Hello Louisiana Lost, Da Wiz has good advice. I found that when my system developed a hum that unplugging and replugging all the patch cords seemed to fix the problem. I think the small amount of current flowing creates corrosion over time, creating a poor connection which invites unwanted 60 cycle hum. Good luck, hope you find the culpret.


----------



## Louisiana Lost (Dec 4, 2021)

Thanks for the advice. I checked a few of the speaker connections and removed all connections from the back of the unit.
I did have an outlet tester, but everything was normal.
Grounding looks good outside.
I haven’t tried grounding to the unit case, but seems odd that after 7 or 8 years it would just start having this issue. 
I will definitely keep checking the remaining speaker connections.
Thanks again.


----------



## gewiz44 (Oct 24, 2007)

You're welcome, the only other thing that comes to mind is do you recall making any changes just prior to the hum occurring? Were there any new lamps or appliances plugged into the same circuit that your Onkyo TX-SR605 receiver is on? I used to pick up hum on my system when my wife used a new hair drier she bought that was plugged into the same circuit breaker.
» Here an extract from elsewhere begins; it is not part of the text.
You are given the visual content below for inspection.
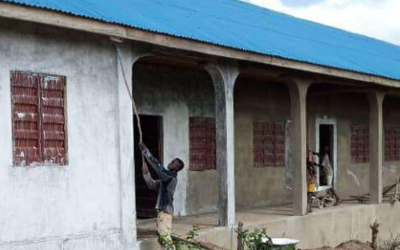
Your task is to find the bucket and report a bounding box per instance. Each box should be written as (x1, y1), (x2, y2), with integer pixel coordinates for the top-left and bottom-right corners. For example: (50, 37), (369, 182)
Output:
(263, 238), (300, 250)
I bought one of those cool disk lightning lamps and found I couldn't use my remote when it was on. Just a thought.


----------



## Da Wiz (May 8, 2019)

Ahh, gewiz44 reminded me... look for ANY lights in your home that are on dimmers. I have found that some types of lamps that are on dimmers can induce hum in an audio system. I cannot find any correlation between resistive dimming versus "switching" dimming (that turns the power on and off very quickly... the more dim the light, the fewer the number of voltage bumps... the less dimmed the light is, the fewer low voltage moments. This switching can appear as hum. Turn all lights in the house OFF completely. Any lights you have on a dimmer... turn on one at a time to see if any of them cause a hum in the audio system.


----------